Thursday, September 3, 2009

Door Number 2

We are finally in our new offices -- Everything is put away and I am now functioning in my new environment. I have walls and even my own door.
So Welcome -- come on in....








Thanks for virtually dropping by...feel free to drop by for real anytime.

Wednesday, September 2, 2009

Surviving the Wilderness.

I am part of a small group that meets every other Sunday or so and also for family game night about once every couple of months. Small groups are meetings of a smaller numbers of people than a church service or Sunday School class. At our church even the Sunday School classes can be the size of small churches elsewhere thus the reason for a smaller group to be accountable to and have fellowship with. We have a pretty well established group and it has become much more important in my life that I would ever have imagined. I am a sceptic won over by some great people. All of that to say...we had a great discussion Sunday evening.

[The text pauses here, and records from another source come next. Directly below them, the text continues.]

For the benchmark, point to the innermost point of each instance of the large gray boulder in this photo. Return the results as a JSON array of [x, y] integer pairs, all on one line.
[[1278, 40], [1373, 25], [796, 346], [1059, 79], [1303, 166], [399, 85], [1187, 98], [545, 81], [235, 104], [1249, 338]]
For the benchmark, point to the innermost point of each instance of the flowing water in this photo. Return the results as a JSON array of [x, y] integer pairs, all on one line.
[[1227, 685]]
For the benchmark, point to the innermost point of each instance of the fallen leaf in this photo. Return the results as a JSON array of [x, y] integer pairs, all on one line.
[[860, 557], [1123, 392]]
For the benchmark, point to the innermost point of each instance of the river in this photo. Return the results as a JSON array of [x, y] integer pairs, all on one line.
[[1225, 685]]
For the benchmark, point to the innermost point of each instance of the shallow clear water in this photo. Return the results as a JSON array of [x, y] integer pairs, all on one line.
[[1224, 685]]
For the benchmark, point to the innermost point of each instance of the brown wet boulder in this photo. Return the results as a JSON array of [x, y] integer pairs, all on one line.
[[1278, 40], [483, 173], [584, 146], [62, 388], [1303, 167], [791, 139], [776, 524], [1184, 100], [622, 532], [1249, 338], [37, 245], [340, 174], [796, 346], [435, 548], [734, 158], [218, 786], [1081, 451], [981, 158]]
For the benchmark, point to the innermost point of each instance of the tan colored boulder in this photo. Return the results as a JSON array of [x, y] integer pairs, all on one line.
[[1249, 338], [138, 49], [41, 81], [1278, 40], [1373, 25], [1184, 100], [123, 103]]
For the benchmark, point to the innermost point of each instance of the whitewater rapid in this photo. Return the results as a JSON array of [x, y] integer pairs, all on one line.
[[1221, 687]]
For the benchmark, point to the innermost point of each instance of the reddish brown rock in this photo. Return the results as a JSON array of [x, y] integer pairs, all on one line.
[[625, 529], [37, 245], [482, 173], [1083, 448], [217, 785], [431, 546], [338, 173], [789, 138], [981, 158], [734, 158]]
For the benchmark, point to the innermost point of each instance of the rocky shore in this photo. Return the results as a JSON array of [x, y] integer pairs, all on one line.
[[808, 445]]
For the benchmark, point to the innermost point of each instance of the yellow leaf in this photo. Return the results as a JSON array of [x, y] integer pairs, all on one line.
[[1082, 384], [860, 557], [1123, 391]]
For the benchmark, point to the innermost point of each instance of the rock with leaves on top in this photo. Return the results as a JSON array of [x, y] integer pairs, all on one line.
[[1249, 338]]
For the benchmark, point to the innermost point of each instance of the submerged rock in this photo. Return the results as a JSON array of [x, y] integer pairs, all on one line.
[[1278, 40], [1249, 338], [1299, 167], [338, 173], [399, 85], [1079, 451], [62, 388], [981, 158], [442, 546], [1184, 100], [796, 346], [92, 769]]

It wasn't that we made any great revelations but we came to realize that each of us is going through our own version of the Israelites in the wilderness. We each had things to share about how we are waiting on the promised land. What we may have discovered is that
  • The Wilderness might not be as lonely as we each first thought. We each are fighting something that makes us feel lost and sometimes without a way out.
  • Just Because we can't see Land doesn't mean that it isn't out there somewhere. Just hold on and keep your eyes peeled. In the philosophical words of Dorie in Finding Nemo. "just keep swimming.."
  • God's plans are the best plans. No really...God's plans are the best plans. Let go of your expectations of the situation and the people who control it. Jason Mraz sings a song called "I'm Yours" and for the most part the lyrics are very much from "me" point of view, but like most lyrics (for me anyway) you can come away with parts that really speak to you. the lines I like here are:

I won't hesitate no more, no more

It cannot wait, I'm yours

Well open up your mind and see like me

Open up your plans and damn you're free

Look into your heart and you'll find love love love love

  • Play the cards you are a dealt and be grateful. When we feel entitled, we focus on what we are owed, not what we might need to give to others. It is a "one-way street" mind-set. When these feelings are strong and people don't meet our expectations, we often find ourselves bitter, resentful, and angry. Relationships can be (and often are) destroyed by feelings of entitlement. (copied --not my words)

The things realised about the wilderness that even if we can't see each other we are all out there somewhere at sometime, scream really loud and we're there to help.

For me personally... I am realising more each and every day that it is not about me. I need to get out the way --God has bigger plans--plans the are inconceivable to me. The things that seem to have no rhyme or reason (like going into a land of giants) are part of a larger vision. It's not about me being comfortable but about me getting out of the way so others can be comfortable. I'm not entitled to things being a certain way. All the things that cause nightmares for us control freaks. Grace and Peace to you.